Eles planam no mesmo lugar enquanto se alimentam do néctar das flores.
Mas essas belas aves não são “flor que se cheire”.
Os beija-flores são agressivos ao defender suas fontes de néctar
e tentam expulsar outros beija-flores que invadem seu território.
As fêmeas defendem seus ninhos.
Especialmente durante o período de acasalamento,
os machos da maioria das espécies protegem seu território.
Por serem ágeis,
os beija-flores conseguem expulsar aves bem maiores,
como corvos e gaviões.
Eles chegam até a atacar humanos.
Apesar de serem minúsculos,
os beija-flores estão sempre prontos para defender a si mesmos
e seus meios de sobrevivência.
Uma manada de elefantes africanos é uma vista impressionante.
Uma família de elefantes é formada por fêmeas adultas aparentadas e seus filhotes.
Nessa família unida, um ajuda o outro.
Os elefantes têm uma excelente memória, e isso fortalece sua união.
Eles se lembram e reconhecem uns aos outros, mesmo depois de muito tempo separados.
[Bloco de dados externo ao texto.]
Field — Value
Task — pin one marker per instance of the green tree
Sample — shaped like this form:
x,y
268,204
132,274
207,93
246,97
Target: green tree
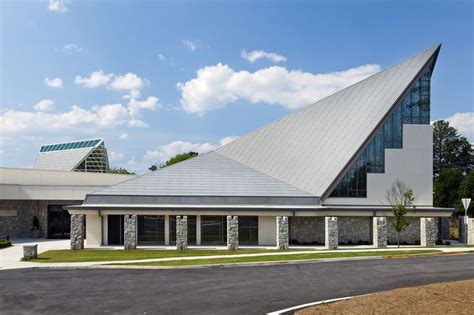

Quando um elefante jovem está agitado,
elefantes mais velhos o tranquilizam por se aproximarem e tocarem nele com o corpo ou a tromba.
Se um elefante está fraco ou ferido,
outros elefantes tentam ajudá-lo a se levantar e a ficar de pé.
Os elefantes mais jovens aprendem com os mais velhos técnicas de sobrevivência
como encontrar comida e água.
Em períodos de seca,
a manada talvez tenha que viajar longas distâncias para encontrar água.
Os elefantes mais velhos vão na frente ajudando os mais novos a fazer a viagem.
Como os elefantes sabem o caminho?
Os elefantes mais velhos se lembram por décadas dos lugares onde já econtraram água,
mesmo que esses lugares estejam a quilômetros de distância.
Então eles ensinam para a geração mais jovem onde ficam esses lugares.
A família também oferece proteção contra predadores.
Quando atacado, um elefante pode avançar contra o inimigo
usando como arma as presas, a tromba e os pés.
Para proteger suas crias dos predadores, elefantes adultos formam um círculo em volta delas.
Se um membro da manada é gravemente ferido,
outros elefantes, incluindo os mais jovens, corajosamente vêm em sua defesa.